Norwegian Journalist's 'Joke' Made The Absurdity Of Islamophobia Facebook Official

"The comments went on for two days, and despite people telling the commenters that it was just some empty bus seats."

Norwegian journalist Johan Slattavik was "bored one night" when he decided to share of six Muslim women wearing burkas on a public bus in a Facebook group called "Fedrelandet viktigst" — which is Norwegian for "Fatherland first" — and ask for people's thoughts.

Fedrelandet viktigst is a invite-only nationalist group that claims to be "for anyone who loves Norway, and appreciates what our ancestors have been fighting for."

In sharing the photo, Slattavik tells A Plus he had an inkling members would be outraged, but it turns out the joke was actually on them. A closer look at the picture reveals those "Muslim women in burkas" are actually just empty seats on a bus.


The "social experiment," as Slattavik calls it, has since gone viral thanks to many of the Islamophobic and xenophobic responses it has received even after duped social media users realized there were no Muslim women to be found in the photo.

"What surprised me most is the effects of group polarization, and how people just follow the stream.

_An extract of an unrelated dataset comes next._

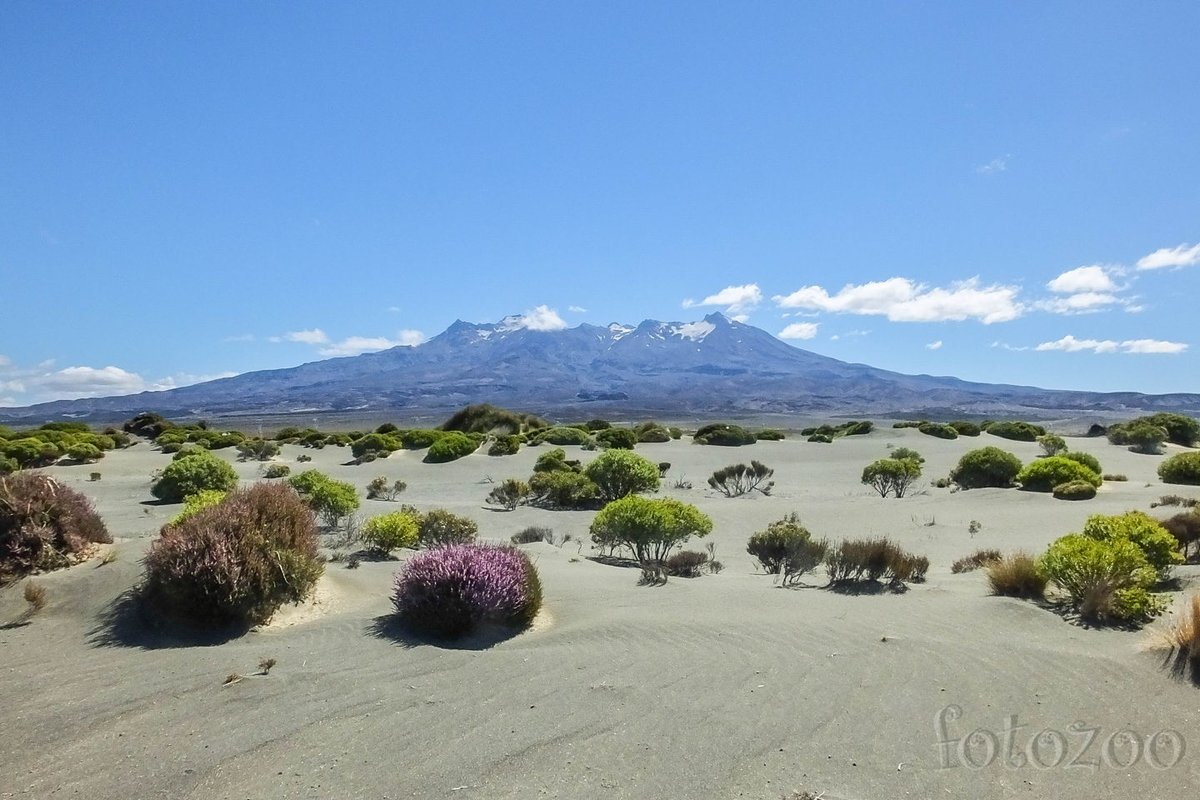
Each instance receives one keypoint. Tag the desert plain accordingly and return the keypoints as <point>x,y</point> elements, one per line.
<point>703,689</point>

Do as others do, react as others react," Slattavik explains. "The comments went on for two days, and despite people telling the commenters that it was just some empty bus seats, the comments continued to pour in."

In fact Slattavik tells us "very few" people even expressed regret or remorse upon realizing that the photo that had gotten them so angry was just of an empty bus. "It seemed like people really wanted to believe that the seats were Muslim women," he says. "[It was] both funny and scary to observe this blatant denial."

Though the group is private, a Facebook user named Sindre Beyer — who per HuffPost is a political adviser for the Norwegian Labour Party — shared what appears to be several hate-filled responses to Slattavik's image.

According to the publication, users labeled the photo "tragic," "disgusting," and said it's proof of Norway's "Islamization." 

For Slattavik, the intense reaction illustrated just how deep-seated some people's hatred for others is, because even a photo of empty seats had the power to elicit an incredibly powerful response. And even though he knows this "joke" isn't likely to change hearts and minds, he wants people to have learned an important lesson, explaining, "I hope people learn that there are important differences between legitimate criticism of immigration and other things — and blind racism and prejudice." 

"I also hope people learned something about group mentality and group thinking," he adds.

As the 2016 European Islamophobia Report revealed, hatred toward and fear of those who practice Islam is growing in Europe, and according to The Washington Post, Norway has previously considered legislation that would prevent women from wearing burqas, although the proposal was met with criticism.

As for how we can fight xenophobia going forward as a society? Slattavik's answer should come as no surprise given the nature of his "experiment." "I believe humor is the best weapon. Nothing good ever comes from hating haters," he concludes. "That just creates more hate, like a hate-spiral."